Trying a different method: K-Means clustering:
"To switch to K-Means clustering (a simpler, centroid-based method that partitions data into k groups by minimizing distances), we'll apply it to the same numerical features from chatgpt1.csv. K-Means isn't a density estimator like GMM, but it's great for exploratory clustering and can reveal engagement patterns (e.g., grouping tweets by similar counts)."
import pandas as pd
import numpy as np
from sklearn.cluster import KMeans
from sklearn.preprocessing import StandardScaler
import matplotlib.pyplot as plt
import seaborn as sns
# Load and preprocess data
df = pd.read_csv('/Users/srgupta/Desktop/Academany/Data_Science/sahil-gupta/datasets/chatgpt1.csv')
numerical_cols = df.select_dtypes(include=[np.number]).columns
df_num = df[numerical_cols].fillna(0)
# Select features for clustering (engagement metrics)
features = ['ReplyCount', 'RetweetCount', 'QuoteCount', 'LikeCount', 'hastag_counts']
X = df_num[features]
# Standardize data (recommended for K-Means)
scaler = StandardScaler()
X_scaled = scaler.fit_transform(X)
# Fit K-Means (assume 3 clusters; adjust n_clusters based on data)
kmeans = KMeans(n_clusters=3, random_state=42, n_init=10)
labels = kmeans.fit_predict(X_scaled)
df_num['Cluster'] = labels
# Evaluate: Inertia (within-cluster sum of squares; lower is better)
print(f"Inertia: {kmeans.inertia_}")
# Visualize clusters (pairplot of key features, colored by cluster)
# Sample a subset for speed
sample_df = df_num.sample(n=5000, random_state=42)
sns.pairplot(sample_df, vars=['RetweetCount', 'LikeCount', 'ReplyCount'], hue='Cluster', palette='viridis')

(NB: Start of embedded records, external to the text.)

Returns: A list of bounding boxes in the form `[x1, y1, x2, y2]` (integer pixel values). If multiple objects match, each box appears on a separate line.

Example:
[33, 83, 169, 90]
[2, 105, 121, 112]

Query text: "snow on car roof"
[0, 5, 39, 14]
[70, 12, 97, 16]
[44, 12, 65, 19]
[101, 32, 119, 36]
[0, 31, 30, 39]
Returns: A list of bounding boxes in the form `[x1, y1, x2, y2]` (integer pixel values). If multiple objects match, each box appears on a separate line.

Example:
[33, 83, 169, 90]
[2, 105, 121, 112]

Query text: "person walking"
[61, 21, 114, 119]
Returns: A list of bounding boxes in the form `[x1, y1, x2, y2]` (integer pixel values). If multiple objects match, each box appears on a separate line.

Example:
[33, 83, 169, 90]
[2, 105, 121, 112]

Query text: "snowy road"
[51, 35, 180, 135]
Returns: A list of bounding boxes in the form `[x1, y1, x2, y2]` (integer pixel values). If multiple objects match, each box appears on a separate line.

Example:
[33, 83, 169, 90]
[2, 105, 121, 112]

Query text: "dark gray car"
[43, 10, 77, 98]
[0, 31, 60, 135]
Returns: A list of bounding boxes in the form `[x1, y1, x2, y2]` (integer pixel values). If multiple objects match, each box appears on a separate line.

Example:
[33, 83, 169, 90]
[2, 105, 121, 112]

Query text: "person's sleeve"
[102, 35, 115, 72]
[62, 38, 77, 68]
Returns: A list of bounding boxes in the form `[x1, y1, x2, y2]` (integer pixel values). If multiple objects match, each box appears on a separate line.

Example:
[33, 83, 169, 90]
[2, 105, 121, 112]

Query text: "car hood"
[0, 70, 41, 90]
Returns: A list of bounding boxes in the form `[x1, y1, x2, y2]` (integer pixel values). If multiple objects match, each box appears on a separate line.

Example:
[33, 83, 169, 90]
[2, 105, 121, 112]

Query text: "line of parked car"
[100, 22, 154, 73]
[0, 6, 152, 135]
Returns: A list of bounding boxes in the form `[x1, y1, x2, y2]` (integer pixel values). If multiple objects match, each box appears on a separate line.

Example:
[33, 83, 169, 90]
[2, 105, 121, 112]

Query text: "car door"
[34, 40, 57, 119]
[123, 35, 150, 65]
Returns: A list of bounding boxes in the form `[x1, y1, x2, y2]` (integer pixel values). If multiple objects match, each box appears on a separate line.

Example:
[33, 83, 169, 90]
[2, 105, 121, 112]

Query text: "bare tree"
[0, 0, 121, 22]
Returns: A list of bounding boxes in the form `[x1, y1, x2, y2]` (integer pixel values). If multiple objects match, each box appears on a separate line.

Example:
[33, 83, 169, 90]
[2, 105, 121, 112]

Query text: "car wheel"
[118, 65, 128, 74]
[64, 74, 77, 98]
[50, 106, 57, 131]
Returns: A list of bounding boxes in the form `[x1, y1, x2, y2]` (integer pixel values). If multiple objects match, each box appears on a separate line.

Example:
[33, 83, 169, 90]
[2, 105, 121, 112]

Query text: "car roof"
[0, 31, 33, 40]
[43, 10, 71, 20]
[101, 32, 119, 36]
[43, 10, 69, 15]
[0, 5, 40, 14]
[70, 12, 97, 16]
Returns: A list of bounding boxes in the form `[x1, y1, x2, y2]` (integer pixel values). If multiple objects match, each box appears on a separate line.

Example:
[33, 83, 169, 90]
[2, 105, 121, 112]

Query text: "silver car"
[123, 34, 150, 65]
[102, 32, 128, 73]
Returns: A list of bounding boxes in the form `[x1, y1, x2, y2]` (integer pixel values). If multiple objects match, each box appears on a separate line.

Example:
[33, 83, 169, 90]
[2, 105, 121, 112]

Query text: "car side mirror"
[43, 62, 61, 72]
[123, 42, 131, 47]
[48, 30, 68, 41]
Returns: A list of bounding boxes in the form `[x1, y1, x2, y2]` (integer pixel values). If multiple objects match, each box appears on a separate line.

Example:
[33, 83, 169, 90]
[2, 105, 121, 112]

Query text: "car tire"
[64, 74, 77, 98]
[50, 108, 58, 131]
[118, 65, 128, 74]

plt.suptitle('K-Means Clusters (Sampled Data)', y=1.02)
plt.show()
# Optional: Cluster sizes and centroids
print("Cluster Sizes:")
print(df_num['Cluster'].value_counts())
print("\nCluster Centroids (original scale):")

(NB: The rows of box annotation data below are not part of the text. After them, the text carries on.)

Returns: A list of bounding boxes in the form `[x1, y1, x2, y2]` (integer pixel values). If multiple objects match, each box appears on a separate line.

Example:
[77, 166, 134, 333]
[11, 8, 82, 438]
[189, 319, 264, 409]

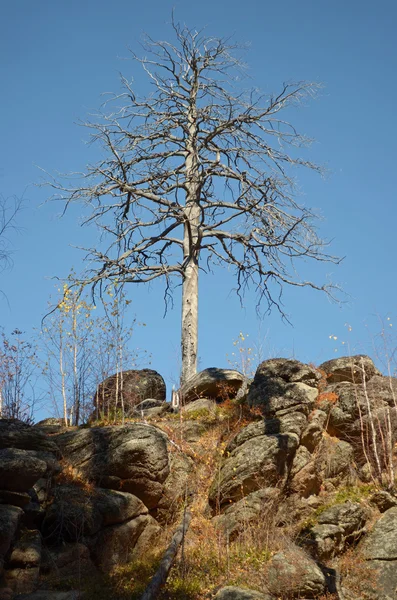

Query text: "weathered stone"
[0, 419, 59, 455]
[179, 367, 245, 406]
[56, 423, 169, 508]
[0, 504, 23, 574]
[369, 490, 397, 512]
[3, 567, 39, 594]
[42, 485, 148, 542]
[267, 545, 325, 598]
[301, 409, 327, 452]
[0, 448, 47, 492]
[14, 590, 81, 600]
[360, 507, 397, 560]
[87, 515, 153, 572]
[41, 543, 98, 581]
[214, 586, 273, 600]
[289, 446, 321, 498]
[300, 502, 366, 561]
[94, 369, 166, 416]
[319, 354, 381, 383]
[182, 398, 216, 418]
[155, 452, 194, 523]
[214, 488, 280, 540]
[7, 531, 41, 569]
[209, 423, 299, 507]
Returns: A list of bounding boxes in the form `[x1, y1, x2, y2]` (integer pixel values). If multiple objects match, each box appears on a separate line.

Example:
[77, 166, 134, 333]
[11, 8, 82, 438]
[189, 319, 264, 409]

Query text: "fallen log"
[141, 511, 192, 600]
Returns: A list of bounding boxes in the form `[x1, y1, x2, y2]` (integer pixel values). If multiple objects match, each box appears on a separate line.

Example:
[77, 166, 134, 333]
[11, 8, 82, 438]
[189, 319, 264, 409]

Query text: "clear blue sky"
[0, 0, 397, 412]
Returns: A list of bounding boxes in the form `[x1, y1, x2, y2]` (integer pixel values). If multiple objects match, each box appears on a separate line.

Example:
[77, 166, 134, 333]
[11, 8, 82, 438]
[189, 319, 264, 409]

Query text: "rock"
[94, 369, 166, 416]
[0, 419, 59, 455]
[0, 504, 23, 575]
[247, 358, 321, 418]
[179, 367, 245, 406]
[0, 448, 47, 492]
[7, 530, 41, 569]
[0, 490, 30, 508]
[209, 423, 299, 507]
[289, 446, 322, 498]
[360, 507, 397, 560]
[41, 542, 98, 581]
[267, 544, 326, 598]
[55, 423, 169, 508]
[87, 515, 154, 572]
[182, 398, 216, 419]
[214, 488, 280, 541]
[214, 586, 273, 600]
[42, 485, 148, 542]
[13, 590, 82, 600]
[3, 567, 39, 594]
[316, 436, 354, 480]
[301, 409, 327, 452]
[319, 354, 381, 383]
[155, 452, 194, 523]
[369, 490, 397, 513]
[299, 502, 366, 561]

centroids = scaler.inverse_transform(kmeans.cluster_centers_)
centroid_df = pd.DataFrame(centroids, columns=features)
print(centroid_df)
/Users/srgupta/Desktop/Academany/Data_Science/.venv/lib/python3.10/site-packages/sklearn/utils/extmath.py:203: RuntimeWarning: divide by zero encountered in matmul ret = a @ b /Users/srgupta/Desktop/Academany/Data_Science/.venv/lib/python3.10/site-packages/sklearn/utils/extmath.py:203: RuntimeWarning: overflow encountered in matmul ret = a @ b /Users/srgupta/Desktop/Academany/Data_Science/.venv/lib/python3.10/site-packages/sklearn/utils/extmath.py:203: RuntimeWarning: invalid value encountered in matmul ret = a @ b /Users/srgupta/Desktop/Academany/Data_Science/.venv/lib/python3.10/site-packages/sklearn/cluster/_kmeans.py:237: RuntimeWarning: divide by zero encountered in matmul current_pot = closest_dist_sq @ sample_weight /Users/srgupta/Desktop/Academany/Data_Science/.venv/lib/python3.10/site-packages/sklearn/cluster/_kmeans.py:237: RuntimeWarning: overflow encountered in matmul current_pot = closest_dist_sq @ sample_weight /Users/srgupta/Desktop/Academany/Data_Science/.venv/lib/python3.10/site-packages/sklearn/cluster/_kmeans.py:237: RuntimeWarning: invalid value encountered in matmul current_pot = closest_dist_sq @ sample_weight
Inertia: 97401.52927266332
Cluster Sizes:
Cluster
0 49988
1 12
2 1
Name: count, dtype: int64
Cluster Centroids (original scale):
ReplyCount RetweetCount QuoteCount LikeCount hastag_counts
0 0.666460 0.908458 0.116108 6.383292 7.835080e-01
1 976.833333 1891.666667 268.833333 9138.750000 1.110223e-16
2 1421.000000 6815.000000 1947.000000 56073.000000 0.000000e+00
I guess the clusters don't add too much to what is already known. Most of tweets receive very little engagement, but the ones that do are almost outliers. There does tend to be a "middle" group visible in the plots, but it's not too far from the low engagement cluster.